Most of the positive reactions (I use Labcorp) report the lowest titer considered positive, 1:256. Some people have suggested that some of these are false positives or perhaps represents cross-reactivity with some other protozoan. I do not think so. You have to remember that a patient's serum has been diluted eight times to achieve a titer of 1:256. Perhaps unreported titers of 1:128 or even lower may also be evidence of infection. Certainly I have seen patients seroconvert. One patient with dramatic symptoms and a floridly positive blood smear went from a zero titer to a titer of 1024 after some treatment. 

I am now convinced that B. duncani is the predominant co-infection seen in patients with Lyme Borreliosis. I think this has not yet been widely reported because to date this organism has not been widely tested for.  Even now, many physicians habitually test only for B. microti.  It does appear that serological assays from Labcorp or Quest are reasonably accurate. For confirmation a blood smear or FISH test can be added.

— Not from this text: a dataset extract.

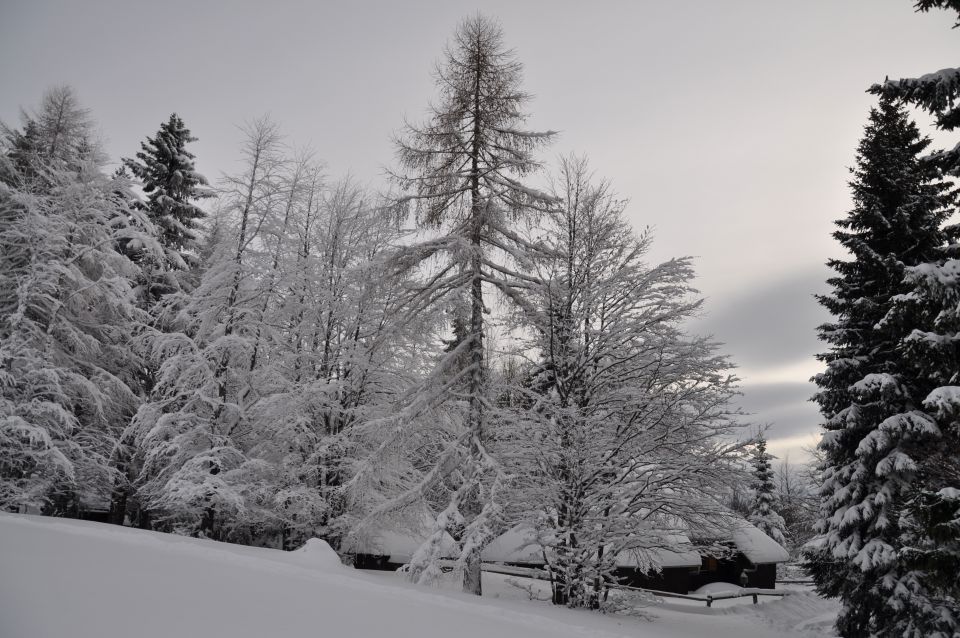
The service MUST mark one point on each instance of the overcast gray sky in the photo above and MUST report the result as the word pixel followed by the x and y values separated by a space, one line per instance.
pixel 727 124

I think this diagnosis can more frequently be supported by solid evidence than is widely acknowledged. Babesia microti is relatively rare in comparison to B duncani and other species of Babesia associated human disease such as MO1 and CA1 are probably uncommon.

Although is not the usual presenting symptom, a dry cough along with other pulmonary symptoms can be a marker for human babesiosis. It is worthwhile to note that seroconversion of babesiosis can occur just as it may with Lyme borreliosis.

Once again we must face the reality that serological testing for Lyme disease is abysmal. 

Back to the patient. My clinical diagnosis is supported by diagnostic testing and the patient and I have a clear understanding of where we need to go to make her better.